Gleba, of Bensalem, died April 11 after being caught in the middle of a gunfight near Northeast Speedometer Service, 4807 Benner St. He was hit in the stomach as he was working on a car at around 3:15 p.m.
A memorial was set up outside the shop, which Gleba had owned for 17 years, and Benner was closed between Hegerman and Edmund streets for the Saturday gathering.
Friends and neighbors described Gleba as a selfless family man who loved the community and would often cut people breaks and help them out.
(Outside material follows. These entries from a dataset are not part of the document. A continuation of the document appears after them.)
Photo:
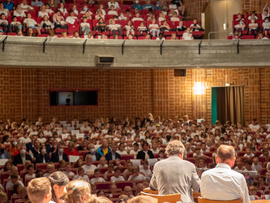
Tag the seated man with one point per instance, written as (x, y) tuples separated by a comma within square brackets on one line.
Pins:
[(22, 156), (39, 190), (59, 154), (179, 177), (222, 183)]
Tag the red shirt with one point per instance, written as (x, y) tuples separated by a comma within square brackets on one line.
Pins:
[(74, 153)]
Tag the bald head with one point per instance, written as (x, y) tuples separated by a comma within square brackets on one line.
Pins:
[(225, 154)]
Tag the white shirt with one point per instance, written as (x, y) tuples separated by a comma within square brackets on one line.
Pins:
[(10, 184), (31, 22), (24, 140), (187, 36), (116, 5), (94, 180), (17, 14), (139, 177), (222, 183), (42, 14), (25, 6), (89, 169), (114, 179), (85, 178)]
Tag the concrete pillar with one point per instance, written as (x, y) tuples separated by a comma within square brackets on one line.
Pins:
[(222, 15)]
He grew up in Wissinoming and still had deep ties to the neighborhood.
Gleba’s brother and other family members participated in the walk, which began at the auto repair shop and made its way down Torresdale Avenue and past American Legion Playground.
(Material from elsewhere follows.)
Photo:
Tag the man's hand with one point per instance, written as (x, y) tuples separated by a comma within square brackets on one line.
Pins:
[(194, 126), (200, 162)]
Residents held a banner and chanted “stop the violence” and “put down the guns, raise the love.”
GOP mayoral hopeful Billy Ciancaglini and Republican City Council candidate Pete Smith were among those who attended the walk.
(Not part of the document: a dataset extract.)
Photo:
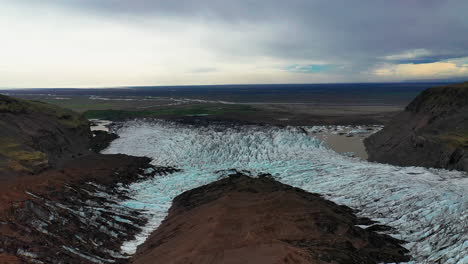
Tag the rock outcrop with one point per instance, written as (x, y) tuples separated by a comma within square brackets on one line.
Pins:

The walk and vigil was organized by Eddie Welsh, who said he had known Gleba for decades. The purpose was not only to remember Gleba, but to call for an end to the violence in Wissinoming.
“I had to do it. This is enough. This used to be a great area,” said Welsh, who grew up in the neighborhood and still lives in the Northeast. “The criminals here, they have to know that we’re still here.”
Less than two hours after Gleba was shot, Izeem Hunter, 23, was fatally shot inside a corner store nearby at Torresdale Avenue and Anchor Street. Authorities believe the shootings may have been related.
Four men have been arrested and charged with murder in connection with the deaths of Gleba and Hunter.
Residents at Saturday’s gathering said they see police cars in the area every night and frequently hear gunshots.
Gun violence hits particularly close to home for Welsh. As a nurse at Jefferson Frankford Hospital, he often sees shooting victims who are rushed to the emergency room. In addition, his mother was fatally shot in Wissinoming in the 1980s as part of a domestic incident.